My point was that even at a $1979 price point for 9980XE and $1799 for 2990WX the 9980XE overall has better performance and better price-to-performance on those limited Anandtech HEDT tests. So this price drop for the 10980XE is huge. It makes the price-to-performance relative to the 9980XE (which was overall already better than the 2990WX) TWICE as good.
As for TR3 and 10920XE/10980XE, they haven't been released so frankly, no, no one can name anything that a TR3 would or wouldn't clock for clock, core for core, beat.
As for clock-for-clock and core-for-core, that's irrelevant. These aren't going into servers. All that matters for this is the performance for the task you're using it for, the power consumption, the total platform cost, and stability.
As an analogy, if someone gave me equal bets and payouts for Wilder vs Canelo in a boxing fight, I wouldn't say Canelo is going to win because pound-for-pound he's better. Of course he's going to get absolutely pummeled. I'd take Wilder 100% of the time.
If a theoretical 32C/64T 3990WX beats a 18C/36T 10980XE by 20%, at the same price and power consumption, I wouldn't claim the 10980XE is better... would you? So per-core performance doesn't matter.
Now, if a 10980XE at 3.0GHz -> 3.8/4.8 beats a theoretical 3990WX running at 3.2GHz -> 4.2GHz, are you going to call the 3990WX better because it has a lower boost? I hope not.
Obviously we don't know what the 10980XE performs like either? Wait we do.
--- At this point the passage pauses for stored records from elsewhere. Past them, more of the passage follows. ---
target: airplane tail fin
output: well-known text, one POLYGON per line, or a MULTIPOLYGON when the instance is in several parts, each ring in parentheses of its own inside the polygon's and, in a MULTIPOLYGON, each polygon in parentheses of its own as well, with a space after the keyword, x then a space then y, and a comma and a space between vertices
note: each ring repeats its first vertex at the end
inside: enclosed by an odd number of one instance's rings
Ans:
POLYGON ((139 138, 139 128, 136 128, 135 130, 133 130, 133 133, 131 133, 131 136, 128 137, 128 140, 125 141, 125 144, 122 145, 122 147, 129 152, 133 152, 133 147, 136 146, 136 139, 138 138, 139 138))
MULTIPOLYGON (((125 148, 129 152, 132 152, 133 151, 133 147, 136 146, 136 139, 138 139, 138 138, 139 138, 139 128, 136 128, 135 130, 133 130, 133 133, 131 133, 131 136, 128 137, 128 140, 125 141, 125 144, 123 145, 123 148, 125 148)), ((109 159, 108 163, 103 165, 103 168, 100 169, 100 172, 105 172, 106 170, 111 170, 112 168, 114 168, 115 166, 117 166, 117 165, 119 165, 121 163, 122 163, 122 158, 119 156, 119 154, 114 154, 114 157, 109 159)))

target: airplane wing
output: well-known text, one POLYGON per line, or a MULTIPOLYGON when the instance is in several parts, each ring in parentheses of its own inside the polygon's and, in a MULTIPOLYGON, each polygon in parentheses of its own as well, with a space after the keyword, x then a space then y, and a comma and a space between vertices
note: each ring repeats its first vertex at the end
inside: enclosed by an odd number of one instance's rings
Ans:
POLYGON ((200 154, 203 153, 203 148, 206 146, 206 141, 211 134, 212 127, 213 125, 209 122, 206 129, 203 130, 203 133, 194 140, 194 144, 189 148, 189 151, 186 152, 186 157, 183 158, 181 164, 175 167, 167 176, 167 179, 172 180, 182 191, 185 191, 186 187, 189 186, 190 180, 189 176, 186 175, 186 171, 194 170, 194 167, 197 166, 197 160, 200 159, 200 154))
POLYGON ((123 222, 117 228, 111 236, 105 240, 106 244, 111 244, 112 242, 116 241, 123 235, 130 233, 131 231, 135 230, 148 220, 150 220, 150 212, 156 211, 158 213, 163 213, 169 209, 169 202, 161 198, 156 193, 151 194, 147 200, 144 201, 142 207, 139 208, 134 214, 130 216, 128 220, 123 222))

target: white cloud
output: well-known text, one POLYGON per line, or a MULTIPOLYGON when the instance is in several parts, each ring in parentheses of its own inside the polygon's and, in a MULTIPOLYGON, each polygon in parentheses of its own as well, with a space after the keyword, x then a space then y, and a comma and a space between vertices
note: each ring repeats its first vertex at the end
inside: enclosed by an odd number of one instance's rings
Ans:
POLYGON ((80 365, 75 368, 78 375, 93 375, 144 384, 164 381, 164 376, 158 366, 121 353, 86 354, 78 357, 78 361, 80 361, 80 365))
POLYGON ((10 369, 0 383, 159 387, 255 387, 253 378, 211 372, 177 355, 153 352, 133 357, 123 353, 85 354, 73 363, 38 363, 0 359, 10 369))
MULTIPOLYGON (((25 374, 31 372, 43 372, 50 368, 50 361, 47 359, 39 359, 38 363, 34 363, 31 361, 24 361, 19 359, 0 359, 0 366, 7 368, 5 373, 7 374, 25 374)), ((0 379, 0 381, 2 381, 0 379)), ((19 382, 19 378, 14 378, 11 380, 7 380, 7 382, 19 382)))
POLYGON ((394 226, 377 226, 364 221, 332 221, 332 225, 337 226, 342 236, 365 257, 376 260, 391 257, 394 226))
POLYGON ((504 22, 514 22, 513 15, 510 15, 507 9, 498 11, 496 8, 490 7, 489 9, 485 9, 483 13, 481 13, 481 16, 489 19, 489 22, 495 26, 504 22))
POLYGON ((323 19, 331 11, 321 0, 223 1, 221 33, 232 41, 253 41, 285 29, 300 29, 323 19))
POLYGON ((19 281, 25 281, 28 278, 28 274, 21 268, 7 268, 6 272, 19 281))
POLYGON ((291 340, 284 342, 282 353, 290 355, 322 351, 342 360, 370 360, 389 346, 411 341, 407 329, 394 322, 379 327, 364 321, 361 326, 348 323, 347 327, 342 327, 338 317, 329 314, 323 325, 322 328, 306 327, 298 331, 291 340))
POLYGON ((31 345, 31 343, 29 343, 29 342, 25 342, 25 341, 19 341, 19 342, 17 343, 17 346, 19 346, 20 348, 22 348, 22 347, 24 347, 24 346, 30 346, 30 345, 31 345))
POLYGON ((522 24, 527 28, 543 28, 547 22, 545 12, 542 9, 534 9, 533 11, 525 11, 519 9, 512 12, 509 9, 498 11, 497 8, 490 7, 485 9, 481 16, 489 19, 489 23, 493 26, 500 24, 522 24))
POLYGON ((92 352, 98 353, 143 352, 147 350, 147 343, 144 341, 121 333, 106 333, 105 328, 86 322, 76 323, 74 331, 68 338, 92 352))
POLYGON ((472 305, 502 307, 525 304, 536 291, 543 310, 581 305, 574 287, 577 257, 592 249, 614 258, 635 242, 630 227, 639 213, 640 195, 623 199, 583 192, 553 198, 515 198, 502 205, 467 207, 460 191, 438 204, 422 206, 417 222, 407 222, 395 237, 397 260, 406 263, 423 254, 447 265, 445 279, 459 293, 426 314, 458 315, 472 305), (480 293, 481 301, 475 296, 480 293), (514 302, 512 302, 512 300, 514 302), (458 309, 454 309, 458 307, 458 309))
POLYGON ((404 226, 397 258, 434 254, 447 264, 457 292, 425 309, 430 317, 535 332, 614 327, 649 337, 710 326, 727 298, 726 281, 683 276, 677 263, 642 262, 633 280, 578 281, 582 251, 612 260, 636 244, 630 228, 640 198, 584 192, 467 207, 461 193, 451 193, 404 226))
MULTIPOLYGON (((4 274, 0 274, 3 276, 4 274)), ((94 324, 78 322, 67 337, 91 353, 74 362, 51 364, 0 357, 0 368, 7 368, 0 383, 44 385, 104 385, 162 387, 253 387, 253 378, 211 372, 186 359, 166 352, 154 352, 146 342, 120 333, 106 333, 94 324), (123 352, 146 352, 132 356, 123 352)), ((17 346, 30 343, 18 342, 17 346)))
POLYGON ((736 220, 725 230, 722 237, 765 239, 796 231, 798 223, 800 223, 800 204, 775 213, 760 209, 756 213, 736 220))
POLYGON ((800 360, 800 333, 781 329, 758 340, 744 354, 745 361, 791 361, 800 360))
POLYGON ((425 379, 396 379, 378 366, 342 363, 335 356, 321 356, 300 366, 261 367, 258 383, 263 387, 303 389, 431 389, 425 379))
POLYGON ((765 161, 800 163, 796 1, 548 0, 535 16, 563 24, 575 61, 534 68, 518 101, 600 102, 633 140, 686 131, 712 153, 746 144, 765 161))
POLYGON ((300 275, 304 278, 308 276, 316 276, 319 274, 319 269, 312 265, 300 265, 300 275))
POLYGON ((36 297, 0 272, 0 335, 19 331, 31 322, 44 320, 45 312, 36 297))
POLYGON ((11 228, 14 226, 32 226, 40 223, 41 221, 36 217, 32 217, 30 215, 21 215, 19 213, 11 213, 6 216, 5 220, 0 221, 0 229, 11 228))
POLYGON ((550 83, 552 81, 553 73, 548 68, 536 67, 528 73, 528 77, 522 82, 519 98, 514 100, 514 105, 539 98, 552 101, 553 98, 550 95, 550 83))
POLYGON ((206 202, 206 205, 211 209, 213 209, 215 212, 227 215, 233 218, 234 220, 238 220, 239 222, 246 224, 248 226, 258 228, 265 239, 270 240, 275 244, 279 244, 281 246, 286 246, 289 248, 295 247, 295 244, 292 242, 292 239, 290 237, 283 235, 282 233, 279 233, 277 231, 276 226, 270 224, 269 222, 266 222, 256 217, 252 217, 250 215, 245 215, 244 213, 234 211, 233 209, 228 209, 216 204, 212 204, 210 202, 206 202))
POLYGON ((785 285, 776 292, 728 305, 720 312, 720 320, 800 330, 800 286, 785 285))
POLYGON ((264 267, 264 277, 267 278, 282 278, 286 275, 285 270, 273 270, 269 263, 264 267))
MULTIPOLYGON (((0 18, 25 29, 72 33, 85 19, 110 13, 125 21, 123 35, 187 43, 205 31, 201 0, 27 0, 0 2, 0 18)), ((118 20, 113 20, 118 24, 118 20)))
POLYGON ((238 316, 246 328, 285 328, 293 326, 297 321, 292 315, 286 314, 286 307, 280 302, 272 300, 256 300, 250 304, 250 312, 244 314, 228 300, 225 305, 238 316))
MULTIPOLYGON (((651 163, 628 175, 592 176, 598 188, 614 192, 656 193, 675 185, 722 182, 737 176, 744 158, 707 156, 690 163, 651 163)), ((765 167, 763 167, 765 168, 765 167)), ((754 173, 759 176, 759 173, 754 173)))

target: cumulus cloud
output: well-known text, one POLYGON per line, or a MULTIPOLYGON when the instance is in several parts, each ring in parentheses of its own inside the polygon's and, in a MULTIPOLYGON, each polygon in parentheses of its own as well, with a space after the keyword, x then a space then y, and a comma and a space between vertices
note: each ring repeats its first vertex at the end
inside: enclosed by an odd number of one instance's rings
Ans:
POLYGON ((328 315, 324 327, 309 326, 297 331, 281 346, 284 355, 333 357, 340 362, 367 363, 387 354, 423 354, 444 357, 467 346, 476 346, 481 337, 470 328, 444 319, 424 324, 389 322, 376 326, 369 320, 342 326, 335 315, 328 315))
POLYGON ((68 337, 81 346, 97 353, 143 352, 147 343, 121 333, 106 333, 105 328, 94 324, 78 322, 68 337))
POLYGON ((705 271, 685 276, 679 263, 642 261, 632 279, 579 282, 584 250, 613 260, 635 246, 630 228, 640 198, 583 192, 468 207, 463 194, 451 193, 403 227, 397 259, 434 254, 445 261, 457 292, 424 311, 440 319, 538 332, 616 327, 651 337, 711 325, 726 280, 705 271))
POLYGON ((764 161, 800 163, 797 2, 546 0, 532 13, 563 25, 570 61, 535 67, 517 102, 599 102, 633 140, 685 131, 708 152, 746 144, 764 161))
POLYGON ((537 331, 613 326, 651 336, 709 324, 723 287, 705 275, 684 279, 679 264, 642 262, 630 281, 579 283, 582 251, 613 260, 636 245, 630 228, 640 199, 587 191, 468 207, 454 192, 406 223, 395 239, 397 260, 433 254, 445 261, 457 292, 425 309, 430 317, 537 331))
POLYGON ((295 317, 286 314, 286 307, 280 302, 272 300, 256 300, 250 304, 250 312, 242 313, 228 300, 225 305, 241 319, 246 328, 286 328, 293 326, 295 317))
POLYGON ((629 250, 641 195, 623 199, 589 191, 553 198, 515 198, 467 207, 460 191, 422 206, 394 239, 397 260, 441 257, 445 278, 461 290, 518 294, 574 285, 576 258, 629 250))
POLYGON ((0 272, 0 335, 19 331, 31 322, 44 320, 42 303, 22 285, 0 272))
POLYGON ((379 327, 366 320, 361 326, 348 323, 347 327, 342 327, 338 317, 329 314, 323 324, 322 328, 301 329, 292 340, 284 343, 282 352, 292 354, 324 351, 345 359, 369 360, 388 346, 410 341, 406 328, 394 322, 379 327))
Here are the facts as far as we know them about both.
1. Cascade Lake - X is a very slight process improved SL-X (as apposed to 9980xe which is) much like Coffee Lake is a process improved Skylake. All still 14nm
2. SL-X has reduced IPC vs SL due to mesh and changes made to boost specific server use cases (resembles Zen 1 in design in some choices).
3. For Yields as core count goes up even max ST turbo goes down.
4. Core for Core outside Spectre/Meltdown and a few other mitigations that Cascade Lake -x can be hardened from, SL-X and Cascade lake will be the same clock for clock. Which means we can project performance.
Here is what we know about Zen 2 through Ryzen and Epyc.
1. Memory performance and communication does not matter what CPU is talking to what channel.
2. That memory performance is drastically better then Zen and Zen 1 setups on EPYC.
3. That chip to chip communication is rather quick and actually inline with the mesh speed of SL-X.
4. That IPC of Zen exceeds that of Coffee Lake.
5. That while max clocks of 8c Ryzen does not quite match intels. The 3900x shows that they can as long as they are ok with the power and cooling can more easily maintain clock speeds as core count goes up.
6. That Ryzen 3k and EPYC shows that performance scales as linearly as possible as core usage goes up across any tool that can use it. Basically the IO for this example has no affect on performance. Whether its a 1 die, 2 die, or 8 die CPU. It performs as though it was one large Mono Die.
So what does this tell us about TR3.
1. That core speed no matter the core count up until general power limits, will keep up with Desktop Ryzen.
2. That non-uniform performances like the 2990wx are dead. A 32c TR3 will perform like a 16c TR3 and the 16c TR3 to a Ryzen 3k clock for clock (assuming mem bandwidth is not needed)
3. That it will hold a significant advantage in IPC over Cascade Lake because we see that cascade lake is worse then Coffee Lake and Zen 2 is better then Coffee Lake.
All we are missing is the exact clock info of TR3. Outside that we already know what it is. What it is, is going to be significantly faster then Cascade Lake - X. As long as AMD doesn't increase costs significantly per core over the TR2 pricing. Its going to offer far great $/perf. Then you add on the fact that Cascade Lake has to tap out before TR3 can ever start warming up the core count (I mean seriously. TR3 basically is at the lowest core count it can be at 16c, with Cascade Lake -X stopping at 18c).